The surveillance society in South Sudan is harnessed by the state in service of repression, according to a new report from Amnesty International that focuses on impacts to journalists and opposition groups critical of the government.
The report, called “These Walls Have Ears” – The Chilling Effect of Surveillance in South Sudan,” draws on interviews with 63 South Sudanese activists, journalists and lawyers who reported experiences with the country’s surveillance technologies. The research team also looked at more than 57 reports from international organizations including the United Nations, and laws in South Sudan that allow the National Security Service to conduct surveillance.
Amnesty said that among those documents was evidence that an Israeli firm supplied technology to South Sudan to intercept communications. It also reports widespread infiltration of South Sudanese companies, NGOs and the media, with NSS agents active in neighboring countries as well.
“The depth and breadth of the NSS’s spy network creates an environment that infringes on freedom of opinion, expression and privacy,” the human rights group said.

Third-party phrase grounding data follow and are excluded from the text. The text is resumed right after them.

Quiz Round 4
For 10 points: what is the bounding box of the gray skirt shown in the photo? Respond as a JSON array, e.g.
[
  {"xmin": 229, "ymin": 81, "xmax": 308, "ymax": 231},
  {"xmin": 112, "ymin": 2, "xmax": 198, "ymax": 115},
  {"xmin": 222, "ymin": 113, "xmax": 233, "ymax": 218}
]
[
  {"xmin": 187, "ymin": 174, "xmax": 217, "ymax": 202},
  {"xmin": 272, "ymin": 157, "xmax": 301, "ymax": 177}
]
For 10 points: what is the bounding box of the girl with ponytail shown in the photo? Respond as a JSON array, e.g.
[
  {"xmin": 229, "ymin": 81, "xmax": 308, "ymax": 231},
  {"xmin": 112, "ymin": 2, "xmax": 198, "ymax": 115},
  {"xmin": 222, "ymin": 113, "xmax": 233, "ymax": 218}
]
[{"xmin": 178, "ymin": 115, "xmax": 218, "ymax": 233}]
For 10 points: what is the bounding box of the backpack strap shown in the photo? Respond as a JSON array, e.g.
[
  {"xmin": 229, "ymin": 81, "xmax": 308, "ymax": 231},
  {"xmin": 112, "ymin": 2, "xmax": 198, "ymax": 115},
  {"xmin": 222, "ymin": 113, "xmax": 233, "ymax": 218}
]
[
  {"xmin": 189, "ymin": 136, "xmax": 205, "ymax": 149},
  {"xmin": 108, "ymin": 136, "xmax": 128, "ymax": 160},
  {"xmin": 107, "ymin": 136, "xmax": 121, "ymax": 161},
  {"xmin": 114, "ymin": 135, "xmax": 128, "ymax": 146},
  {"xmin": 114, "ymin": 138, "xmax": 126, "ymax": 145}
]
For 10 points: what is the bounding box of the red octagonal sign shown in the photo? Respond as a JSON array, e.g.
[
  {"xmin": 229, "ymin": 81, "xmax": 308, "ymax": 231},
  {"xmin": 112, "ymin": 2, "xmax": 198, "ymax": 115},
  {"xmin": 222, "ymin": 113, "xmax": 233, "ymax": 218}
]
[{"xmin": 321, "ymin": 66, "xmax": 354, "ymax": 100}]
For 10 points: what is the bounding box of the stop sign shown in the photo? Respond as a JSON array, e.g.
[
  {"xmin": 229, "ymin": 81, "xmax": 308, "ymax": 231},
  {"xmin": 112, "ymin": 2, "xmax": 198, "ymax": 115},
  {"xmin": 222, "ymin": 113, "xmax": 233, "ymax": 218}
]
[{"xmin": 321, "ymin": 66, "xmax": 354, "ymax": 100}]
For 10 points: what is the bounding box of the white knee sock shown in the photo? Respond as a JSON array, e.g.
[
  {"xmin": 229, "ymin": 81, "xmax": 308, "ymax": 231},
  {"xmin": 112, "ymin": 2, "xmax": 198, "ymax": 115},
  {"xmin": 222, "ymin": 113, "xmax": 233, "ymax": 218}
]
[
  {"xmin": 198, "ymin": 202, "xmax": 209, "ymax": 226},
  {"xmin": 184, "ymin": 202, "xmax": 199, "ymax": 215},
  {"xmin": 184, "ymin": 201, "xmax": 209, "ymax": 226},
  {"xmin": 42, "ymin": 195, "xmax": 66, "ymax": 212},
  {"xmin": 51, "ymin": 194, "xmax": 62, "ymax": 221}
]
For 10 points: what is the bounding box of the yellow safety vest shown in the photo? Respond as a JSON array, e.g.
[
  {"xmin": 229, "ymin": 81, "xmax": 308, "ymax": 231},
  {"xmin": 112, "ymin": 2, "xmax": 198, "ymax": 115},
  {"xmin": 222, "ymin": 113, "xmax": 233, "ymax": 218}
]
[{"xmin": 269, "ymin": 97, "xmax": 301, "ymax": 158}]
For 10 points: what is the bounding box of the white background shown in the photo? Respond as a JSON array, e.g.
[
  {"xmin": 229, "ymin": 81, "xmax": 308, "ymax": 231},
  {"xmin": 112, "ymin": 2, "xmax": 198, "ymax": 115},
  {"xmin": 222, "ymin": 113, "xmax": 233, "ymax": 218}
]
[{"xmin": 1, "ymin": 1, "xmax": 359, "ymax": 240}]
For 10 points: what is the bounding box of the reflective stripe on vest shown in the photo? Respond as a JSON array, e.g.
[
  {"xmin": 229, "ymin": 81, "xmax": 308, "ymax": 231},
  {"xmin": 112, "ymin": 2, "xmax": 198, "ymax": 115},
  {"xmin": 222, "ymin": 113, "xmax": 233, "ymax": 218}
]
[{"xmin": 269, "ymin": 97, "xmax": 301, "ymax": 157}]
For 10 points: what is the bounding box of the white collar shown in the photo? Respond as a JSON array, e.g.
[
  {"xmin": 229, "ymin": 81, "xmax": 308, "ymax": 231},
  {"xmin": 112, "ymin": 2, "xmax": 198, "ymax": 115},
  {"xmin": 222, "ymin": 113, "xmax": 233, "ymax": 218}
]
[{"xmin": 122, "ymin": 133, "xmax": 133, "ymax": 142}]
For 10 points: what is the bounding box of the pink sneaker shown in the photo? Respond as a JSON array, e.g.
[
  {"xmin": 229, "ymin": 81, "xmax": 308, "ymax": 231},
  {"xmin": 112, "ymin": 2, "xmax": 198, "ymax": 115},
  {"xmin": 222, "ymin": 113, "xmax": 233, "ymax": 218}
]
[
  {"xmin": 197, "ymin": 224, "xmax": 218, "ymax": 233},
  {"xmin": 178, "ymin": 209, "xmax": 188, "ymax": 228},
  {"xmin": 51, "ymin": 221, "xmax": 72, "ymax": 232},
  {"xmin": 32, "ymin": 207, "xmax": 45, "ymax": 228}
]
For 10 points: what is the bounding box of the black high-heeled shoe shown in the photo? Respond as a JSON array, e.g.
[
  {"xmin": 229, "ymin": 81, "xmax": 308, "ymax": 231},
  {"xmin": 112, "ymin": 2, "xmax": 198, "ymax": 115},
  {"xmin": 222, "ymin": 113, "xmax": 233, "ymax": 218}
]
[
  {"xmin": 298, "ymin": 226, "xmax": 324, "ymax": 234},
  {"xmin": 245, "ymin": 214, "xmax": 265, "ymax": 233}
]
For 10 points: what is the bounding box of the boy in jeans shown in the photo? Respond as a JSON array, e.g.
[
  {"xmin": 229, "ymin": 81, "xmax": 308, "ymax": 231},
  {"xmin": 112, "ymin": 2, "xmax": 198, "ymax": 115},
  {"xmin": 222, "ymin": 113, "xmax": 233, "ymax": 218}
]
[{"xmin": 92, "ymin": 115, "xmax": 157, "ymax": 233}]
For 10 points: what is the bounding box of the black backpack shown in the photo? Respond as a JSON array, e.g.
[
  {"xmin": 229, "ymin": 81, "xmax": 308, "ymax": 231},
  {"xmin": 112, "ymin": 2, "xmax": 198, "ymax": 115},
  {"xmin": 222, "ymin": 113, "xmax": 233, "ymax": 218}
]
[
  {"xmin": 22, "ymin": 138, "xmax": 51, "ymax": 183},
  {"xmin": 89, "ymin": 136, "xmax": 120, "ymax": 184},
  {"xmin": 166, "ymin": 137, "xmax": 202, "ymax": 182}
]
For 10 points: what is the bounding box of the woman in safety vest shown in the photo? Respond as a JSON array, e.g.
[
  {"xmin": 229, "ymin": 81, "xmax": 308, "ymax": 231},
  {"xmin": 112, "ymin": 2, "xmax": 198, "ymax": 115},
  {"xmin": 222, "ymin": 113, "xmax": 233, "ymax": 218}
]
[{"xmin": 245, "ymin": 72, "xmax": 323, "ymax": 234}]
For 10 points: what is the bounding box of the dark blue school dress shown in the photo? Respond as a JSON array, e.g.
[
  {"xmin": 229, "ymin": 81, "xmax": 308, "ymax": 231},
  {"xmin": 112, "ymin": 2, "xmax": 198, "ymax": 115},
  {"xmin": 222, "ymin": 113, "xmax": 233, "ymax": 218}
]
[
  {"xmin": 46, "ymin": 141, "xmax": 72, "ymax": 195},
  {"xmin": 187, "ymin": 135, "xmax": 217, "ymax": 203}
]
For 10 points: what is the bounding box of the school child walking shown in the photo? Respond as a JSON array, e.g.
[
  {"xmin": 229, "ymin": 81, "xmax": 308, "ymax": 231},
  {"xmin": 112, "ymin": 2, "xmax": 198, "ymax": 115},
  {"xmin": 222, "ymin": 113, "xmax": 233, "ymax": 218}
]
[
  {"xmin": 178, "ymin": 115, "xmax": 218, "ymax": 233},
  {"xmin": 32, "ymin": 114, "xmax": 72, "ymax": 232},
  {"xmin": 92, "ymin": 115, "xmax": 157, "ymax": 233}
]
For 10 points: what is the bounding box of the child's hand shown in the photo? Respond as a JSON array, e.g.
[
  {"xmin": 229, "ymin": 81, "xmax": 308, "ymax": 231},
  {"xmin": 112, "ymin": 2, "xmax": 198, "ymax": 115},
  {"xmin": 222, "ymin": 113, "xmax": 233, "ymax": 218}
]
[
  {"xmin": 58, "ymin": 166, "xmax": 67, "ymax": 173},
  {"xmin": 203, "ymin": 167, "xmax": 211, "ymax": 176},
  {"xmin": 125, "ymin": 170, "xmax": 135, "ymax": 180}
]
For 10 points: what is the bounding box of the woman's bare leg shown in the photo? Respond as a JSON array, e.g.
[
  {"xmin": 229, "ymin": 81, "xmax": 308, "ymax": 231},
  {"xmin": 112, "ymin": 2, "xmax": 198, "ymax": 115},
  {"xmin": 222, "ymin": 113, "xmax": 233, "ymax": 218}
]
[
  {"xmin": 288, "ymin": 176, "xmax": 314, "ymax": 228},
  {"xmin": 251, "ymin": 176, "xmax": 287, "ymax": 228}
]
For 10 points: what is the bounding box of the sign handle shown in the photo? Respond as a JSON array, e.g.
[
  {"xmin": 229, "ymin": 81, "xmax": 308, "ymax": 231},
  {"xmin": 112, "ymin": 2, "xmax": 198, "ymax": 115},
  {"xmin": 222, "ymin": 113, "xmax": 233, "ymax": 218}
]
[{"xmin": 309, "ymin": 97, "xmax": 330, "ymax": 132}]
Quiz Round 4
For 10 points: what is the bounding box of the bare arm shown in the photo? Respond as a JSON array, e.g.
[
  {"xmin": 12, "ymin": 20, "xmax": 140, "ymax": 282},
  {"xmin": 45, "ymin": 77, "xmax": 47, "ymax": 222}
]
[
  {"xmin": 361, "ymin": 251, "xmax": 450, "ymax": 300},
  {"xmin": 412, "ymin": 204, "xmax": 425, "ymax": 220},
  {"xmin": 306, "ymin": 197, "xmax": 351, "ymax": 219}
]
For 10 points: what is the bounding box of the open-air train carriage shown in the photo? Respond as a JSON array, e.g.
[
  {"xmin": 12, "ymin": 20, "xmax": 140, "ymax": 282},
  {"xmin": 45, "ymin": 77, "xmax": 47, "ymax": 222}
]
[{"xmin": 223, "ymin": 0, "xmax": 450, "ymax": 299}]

Most activists said they are not deterred by the surveillance and harassment, but the Amnesty director for East and Southern Africa said the practices have a chilling effect on civil actors. “The threat of surveillance is a weapon in itself – government critics and human rights activists told us they live in constant fear of being spied on,” said Deprose Muchena.
Although South Sudanese activists say they speak out despite the risks, they have to carefully weigh what they say and feel the pressure and worry for themselves and their families.
“You cannot speak without thinking twice,” said one activist.